Leggi la manifattura
Tocco visibile, incollaggio suggerito, superficie liscia o gocciolamento trasformano il gesto tecnico in parte integrante del significato.
Trova la storia
Guerre, rivoluzioni, metropoli, esuli e nuovi media modificano soggetti, ordini e circolazione delle immagini.
Biblioteca del XX secolo
Continuare dopo la centesima rottura
MoMA, Tate, Centre Pompidou, Guggenheim, National Gallery of Art, Art Institute of Chicago, musei d'arte moderna, Wikipedia e Wikidata permettono di controllare date, dimensioni, tecniche e collezioni I manifesti hanno parlato molto; i cataloghi conservano utilmente le prove.
Nella Riproduzione Alfa
01Gustav KlimtI maestri pittorici essenziali del XX secolo02Henri MatisseI maestri pittorici essenziali del XX secolo03Kazimir MalevichI maestri pittorici essenziali del XX secolo04Wassily KandinskijI maestri pittorici essenziali del XX secolo05Piet MondrianI maestri pittorici essenziali del XX secolo06Grant WoodI maestri pittorici essenziali del XX secolo07Frida KahloI maestri pittorici essenziali del XX secolo08Jackson PollockI maestri pittorici essenziali del XX secolo09Henri RousseauI maestri pittorici essenziali del XX secolo10Ernst Ludwig KirchnerI maestri pittorici essenziali del XX secolo11Tutte le riproduzioni di dipintiCollezioni & guideMusei e referenze
01Wikipedia - arte e contesto per l'Arte ModernaMuseo e riferimento02Wikidata - arti visive per l'Arte ModernaMuseo e riferimento03Wikimedia Commons - arte per l'Arte ModernaMuseo e riferimento04The Met - Cronologia della storia dell'arte di HeilbrunnMuseo e riferimento05Tate - Termini artisticiMuseo e riferimento06Musée d'Orsay - collezioniMuseo e riferimentoDomande frequenti
Il XX secolo senza storia lineare
Le risposte essenziali per distinguere Fauvismo, Espressionismo, Cubismo, Astrazione, Dada, Costruttivismo, Realismo Moderno ed Espressionismo Astratto.
Qual è un famoso dipinto dipinti essenziali del 20° secolo?
È un'opera riconosciuta per la sua importanza storica, la sua forza visiva, la sua influenza o la sua presenza duratura nella cultura artistica.
Perché i dipinti essenziali del XX secolo segnano così tanto la storia dell'arte?
Perché questo tema concentra forti scelte visive: composizione, luce, soggetto, stile e questa rara capacità di rimanere nella memoria senza chiedere gentilmente il permesso.
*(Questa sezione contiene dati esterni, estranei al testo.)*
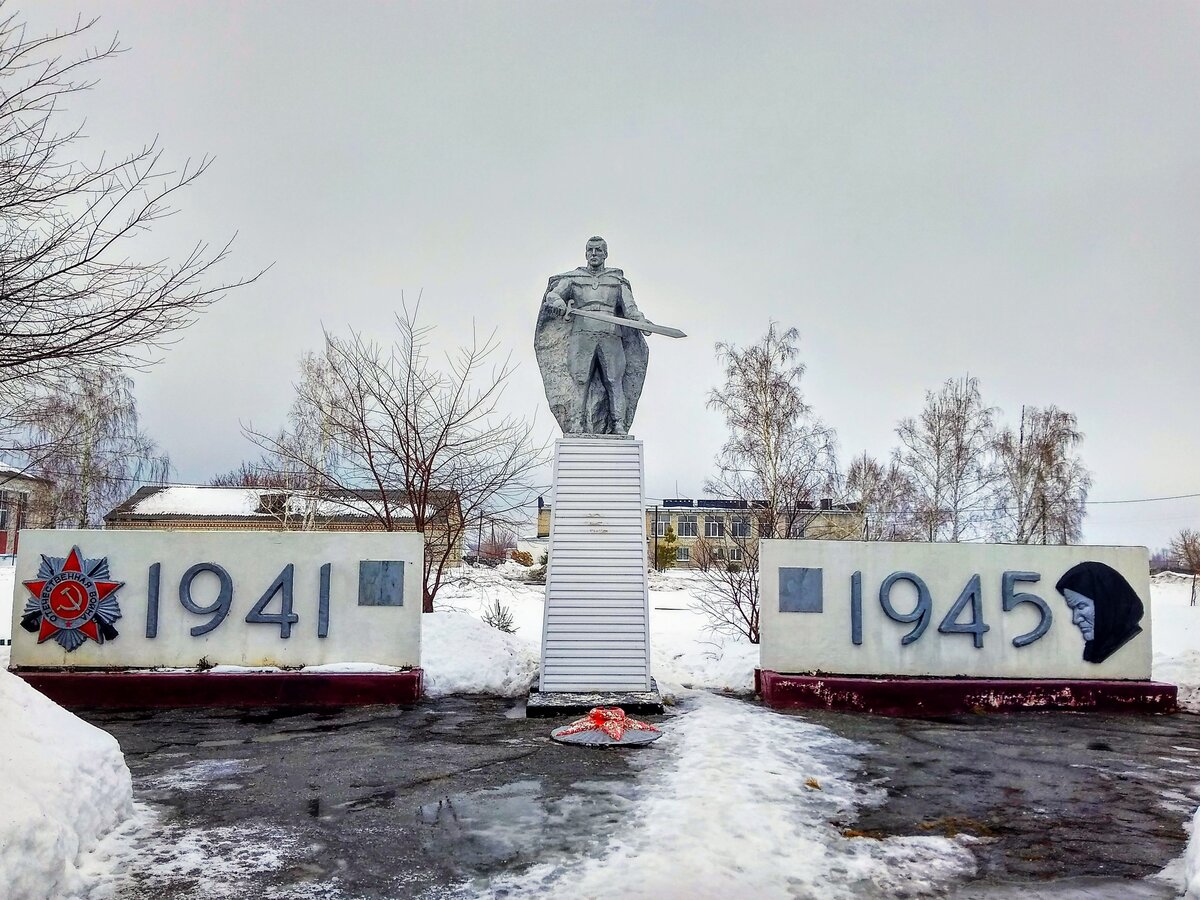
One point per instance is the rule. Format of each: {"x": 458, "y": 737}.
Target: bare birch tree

Come leggere un dipinto famoso senza gergo?
Inizia con ciò che è ovvio: la luce, il movimento, i colori, gli sguardi Il vocabolario accademico può aspettare due minuti, non sfuggirà.
Perché alcuni dipinti sembrano più vivi di altri?
Spesso perché l'artista lascia respirare la scena: una diagonale, un contrasto, un tocco visibile, un dettaglio quasi discreto La pittura a volte funziona meglio quando non mette tutto in maiuscolo.
Come scegliere un'opera per un pezzo?
Guarda l'artista, il formato, la tavolozza e l'atmosfera generale Il quadro giusto è spesso quello che fa venire voglia di riorganizzare il salotto intorno ad esso.
Dovresti sempre scegliere il dipinto più famoso?
Non necessariamente I capolavori sono rassicuranti, ma un'opera meno attesa a volte può abbinarsi meglio a una stanza, a un colore o al tuo stato d'animo del martedì.
Come estendere la scoperta?
Confronta gli artisti, guarda le variazioni di luce, poi torna al dipinto che ti rimane in mente Spesso è lui che ha vinto, anche se non ha firmato nulla.
Un quadro può davvero cambiare una stanza?
Sì, a volte più veloce di un mobile Un'immagine forte impone un ritmo, un colore dominante, un mood Il muro non dice nulla, ma sa benissimo quando ha appena ricevuto compagnia.